Re: What is the inverse Laplace transormation of this please?

you have to split the denominator in (s-2-4i)(s-2+4i)

$\displaystyle -1/8 i e^{(2-4 i) t} (-1+e^{8 i t})$

Re: What is the inverse Laplace transormation of this please?

Quote:

Originally Posted by

**chunkylumber111** Hi I'm trying to work out the inverse Laplace transform of 4/[(s-2)^2 + 16]

Could anyone help please? I have tried factorising the denominator part which can also be written as s^2 - 4s + 20 but aren't there only surd factors to satisfy this? I think I'm better leaving it in its original completed square form but I'm if I do I'm not sure how to go about doing the partial fractions stage to find a standard inverse transform...

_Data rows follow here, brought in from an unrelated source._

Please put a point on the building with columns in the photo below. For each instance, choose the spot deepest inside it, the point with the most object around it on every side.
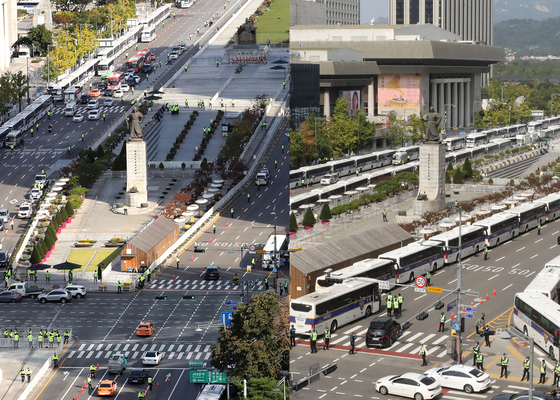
(8, 27)
(470, 19)
(383, 69)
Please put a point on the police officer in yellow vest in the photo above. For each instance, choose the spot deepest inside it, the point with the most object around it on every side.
(526, 366)
(476, 350)
(505, 361)
(389, 304)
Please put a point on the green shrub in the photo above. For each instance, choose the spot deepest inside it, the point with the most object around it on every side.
(325, 213)
(309, 218)
(293, 223)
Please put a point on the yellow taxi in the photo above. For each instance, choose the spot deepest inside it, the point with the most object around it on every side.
(145, 329)
(107, 388)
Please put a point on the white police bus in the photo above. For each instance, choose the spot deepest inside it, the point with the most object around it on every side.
(538, 317)
(383, 270)
(499, 228)
(552, 204)
(336, 306)
(415, 259)
(472, 241)
(530, 215)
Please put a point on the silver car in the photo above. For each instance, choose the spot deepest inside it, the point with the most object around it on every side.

$\displaystyle \displaystyle \begin{align*} \mathbf{L}^{-1}\left\{\frac{4}{(s-2)^2 + 16}\right\} &= e^{2t}\,\mathbf{L}^{-1}\left\{ \frac{4}{s^2 + 4^2} \right\} \\ &= e^{2t}\sin{\left(4t\right)} \end{align*} $

Re: What is the inverse Laplace transormation of this please?

Thanks Prove It, that's a great help. Is there an intermediate step you did to get e^2t L^-1 (4/s^2 + 4^2)?

Re: What is the inverse Laplace transormation of this please?

Quote:

Originally Posted by

**chunkylumber111** Thanks Prove It, that's a great help. Is there an intermediate step you did to get e^2t L^-1 (4/s^2 + 4^2)?

It's the horizontal shifting theorem.

$\displaystyle \displaystyle \begin{align*} \mathbf{L}\left\{ e^{a\,t}f(t) \right\} = F(s - a) \end{align*} $.